“Attend the tale of Sweeney Todd
His skin was pale and his eye was odd
He shaved the faces of gentlemen
Who never thereafter were heard of again
He trod a path that few have trod
Did Sweeney Todd
The Demon Barber of Fleet Street.”
“The Ballad of Sweeney Todd” By Stephen Sondheim
We had a rousing kick-off this morning to the fantastic Illinois SHRM State Conference. Close to 800 HR professionals have made the trip to northeast Illinois (up from 600 last year – wow!) to learn, listen and network. The general session room is being held in the theatre at Drury Lane where a production of Sweeney Todd is currently running.
My friend Ryan Estis got us moving with a discussion about Passion on Purpose: Winning with a Passion Culture.
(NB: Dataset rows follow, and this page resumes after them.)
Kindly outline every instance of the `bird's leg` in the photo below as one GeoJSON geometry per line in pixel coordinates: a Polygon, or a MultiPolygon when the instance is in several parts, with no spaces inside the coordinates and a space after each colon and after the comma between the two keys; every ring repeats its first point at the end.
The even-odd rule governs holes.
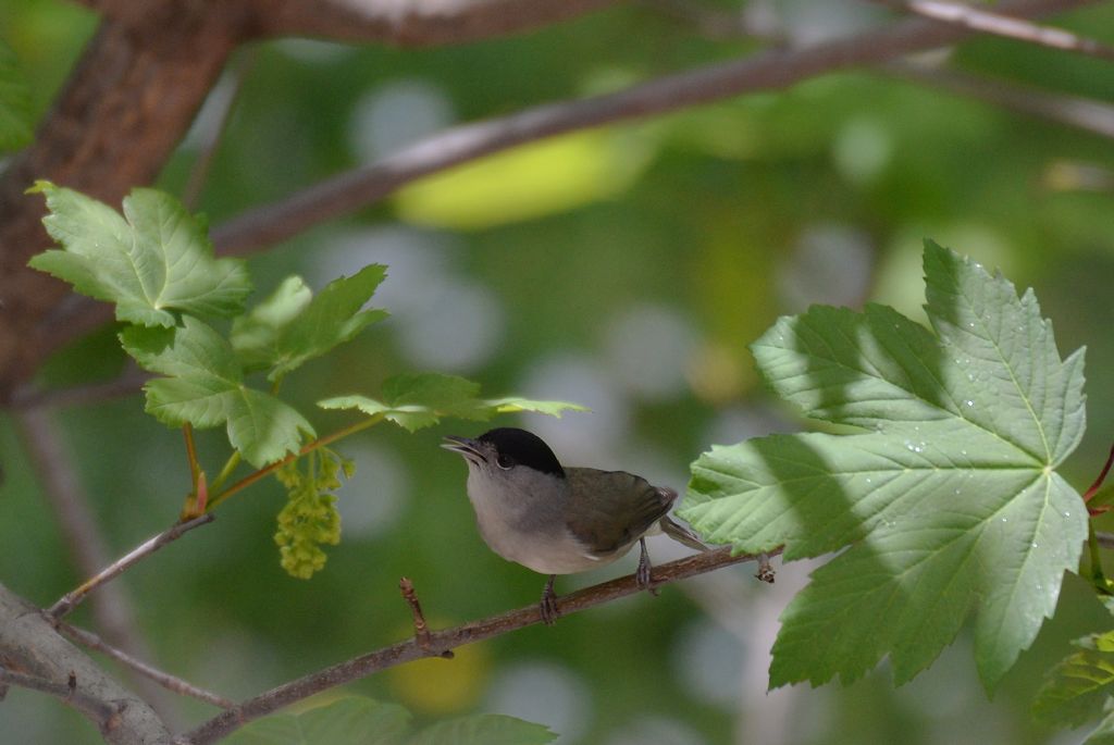
{"type": "Polygon", "coordinates": [[[554,592],[555,579],[557,579],[557,575],[549,575],[546,589],[541,592],[541,623],[546,626],[553,626],[557,621],[557,617],[560,616],[560,609],[557,608],[557,594],[554,592]]]}
{"type": "Polygon", "coordinates": [[[639,588],[648,590],[651,595],[657,595],[657,589],[654,587],[654,578],[651,576],[653,567],[649,566],[649,553],[646,551],[646,539],[639,538],[638,545],[642,546],[642,552],[638,555],[638,568],[634,572],[634,581],[639,588]]]}
{"type": "Polygon", "coordinates": [[[770,566],[770,557],[764,551],[759,553],[759,574],[754,576],[763,582],[773,585],[773,567],[770,566]]]}

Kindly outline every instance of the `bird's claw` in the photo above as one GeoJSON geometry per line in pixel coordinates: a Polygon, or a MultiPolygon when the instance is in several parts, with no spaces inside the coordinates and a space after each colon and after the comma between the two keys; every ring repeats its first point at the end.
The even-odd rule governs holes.
{"type": "Polygon", "coordinates": [[[754,576],[763,582],[773,585],[773,567],[770,566],[770,557],[765,553],[759,555],[759,571],[754,576]]]}
{"type": "Polygon", "coordinates": [[[646,539],[642,539],[642,555],[638,557],[638,568],[634,572],[634,581],[638,589],[646,590],[653,596],[657,596],[657,587],[654,585],[654,568],[649,563],[649,555],[646,552],[646,539]]]}
{"type": "Polygon", "coordinates": [[[546,626],[556,624],[560,616],[560,608],[557,607],[557,594],[554,592],[554,579],[556,579],[556,575],[550,575],[549,581],[546,582],[546,589],[541,592],[541,602],[538,604],[541,623],[546,626]]]}

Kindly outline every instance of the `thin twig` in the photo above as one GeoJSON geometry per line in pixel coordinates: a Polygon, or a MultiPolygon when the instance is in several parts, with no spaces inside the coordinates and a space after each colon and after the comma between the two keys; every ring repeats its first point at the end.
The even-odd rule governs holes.
{"type": "Polygon", "coordinates": [[[968,96],[1006,109],[1076,127],[1114,139],[1114,106],[1103,101],[1038,90],[997,78],[979,77],[910,61],[896,61],[879,69],[921,85],[968,96]]]}
{"type": "MultiPolygon", "coordinates": [[[[781,549],[770,551],[768,556],[778,556],[781,549]]],[[[657,587],[680,579],[702,575],[714,569],[727,567],[743,561],[754,561],[758,557],[750,555],[731,556],[731,550],[722,548],[715,551],[697,553],[677,561],[654,567],[654,582],[657,587]]],[[[563,616],[578,610],[585,610],[617,598],[642,591],[634,575],[613,579],[558,598],[563,616]]],[[[238,729],[243,725],[266,716],[283,706],[287,706],[307,696],[367,677],[403,663],[423,657],[437,657],[447,650],[475,641],[482,641],[495,636],[532,626],[541,623],[538,604],[531,604],[518,610],[511,610],[482,620],[471,621],[443,631],[431,631],[429,644],[423,647],[417,638],[384,647],[360,657],[333,665],[317,673],[312,673],[277,688],[250,698],[235,707],[217,715],[201,726],[175,739],[176,743],[189,745],[208,745],[238,729]]]]}
{"type": "Polygon", "coordinates": [[[1103,486],[1103,481],[1106,480],[1106,474],[1111,472],[1112,463],[1114,463],[1114,444],[1111,444],[1111,451],[1110,454],[1106,455],[1106,462],[1103,464],[1103,470],[1098,472],[1098,477],[1083,493],[1083,501],[1089,502],[1094,496],[1098,493],[1098,489],[1103,486]]]}
{"type": "Polygon", "coordinates": [[[233,706],[232,699],[211,693],[204,688],[198,688],[192,683],[187,683],[186,680],[175,677],[169,673],[164,673],[163,670],[152,667],[141,659],[136,659],[123,649],[117,649],[116,647],[109,645],[92,631],[70,626],[63,621],[58,621],[57,627],[58,630],[61,631],[62,635],[69,637],[71,641],[76,641],[111,657],[121,665],[127,666],[129,669],[138,673],[139,675],[150,678],[168,690],[173,690],[174,693],[183,696],[193,696],[194,698],[203,700],[206,704],[219,706],[221,708],[231,708],[233,706]]]}
{"type": "MultiPolygon", "coordinates": [[[[1042,16],[1087,0],[1018,0],[999,8],[1018,17],[1042,16]]],[[[827,72],[846,70],[956,43],[971,35],[957,24],[907,19],[802,49],[775,49],[744,59],[676,73],[626,90],[559,101],[453,127],[383,158],[334,176],[285,199],[251,209],[218,226],[213,243],[224,254],[272,246],[328,219],[379,202],[422,176],[524,143],[605,124],[675,111],[746,92],[779,90],[827,72]]]]}
{"type": "MultiPolygon", "coordinates": [[[[89,576],[107,565],[113,555],[52,414],[43,409],[29,409],[19,412],[17,420],[77,572],[89,576]]],[[[91,605],[94,623],[105,638],[130,654],[150,657],[150,648],[135,621],[134,602],[123,585],[108,587],[91,605]]],[[[179,716],[176,702],[163,689],[145,678],[135,678],[131,684],[164,717],[179,716]]]]}
{"type": "Polygon", "coordinates": [[[1015,18],[1005,12],[973,8],[961,2],[941,2],[940,0],[880,0],[880,2],[971,31],[991,33],[1007,39],[1114,61],[1114,47],[1053,26],[1043,26],[1015,18]]]}
{"type": "Polygon", "coordinates": [[[66,683],[55,683],[53,680],[40,678],[37,675],[17,673],[16,670],[0,666],[0,683],[38,690],[39,693],[61,699],[84,713],[90,719],[97,722],[101,732],[115,728],[114,721],[119,716],[121,710],[119,705],[101,700],[96,696],[85,693],[80,687],[80,680],[77,679],[74,673],[69,674],[66,683]]]}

If you don’t already, you most definitely need to go and follow his blog.
While he shared a lot of great content and really got us thinking, there was one moment during his session that stood out for me. He challenged (and yes, I do consider it a challenge) the audience to think/reflect back on a time in our professional careers when we were having our best experience at work. How do we replicate that moment? How can we close that gap between what that moment ‘was’ and recreate it now and in the future?
“Work is an emotional experience” said Ryan.
Think about that. We can’t turn our emotions off when we come to work, nor, dare I say, should we. It’s our emotions that make us human and shouldn’t we be able to bring our whole selves to work with us each day? And shouldn’t our employees be able to do the same? Too often we have managers or organizational constraints cultures that take the stance that the business of business is SERIOUS business. And then they proceed to suck all the passion, emotions and life out of the staff members who make up their workforce.
Now Sweeney Todd brought his emotions to work at the barbershop every day. He grieved over the loss of his wife and daughter and sought revenge against the men and the system who had done him a great injustice. His emotions at work led to, well, lots of bloodshed.
But he was passionate. You gotta give him that.
Damn – I sure hope we’re not having meat pies for lunch.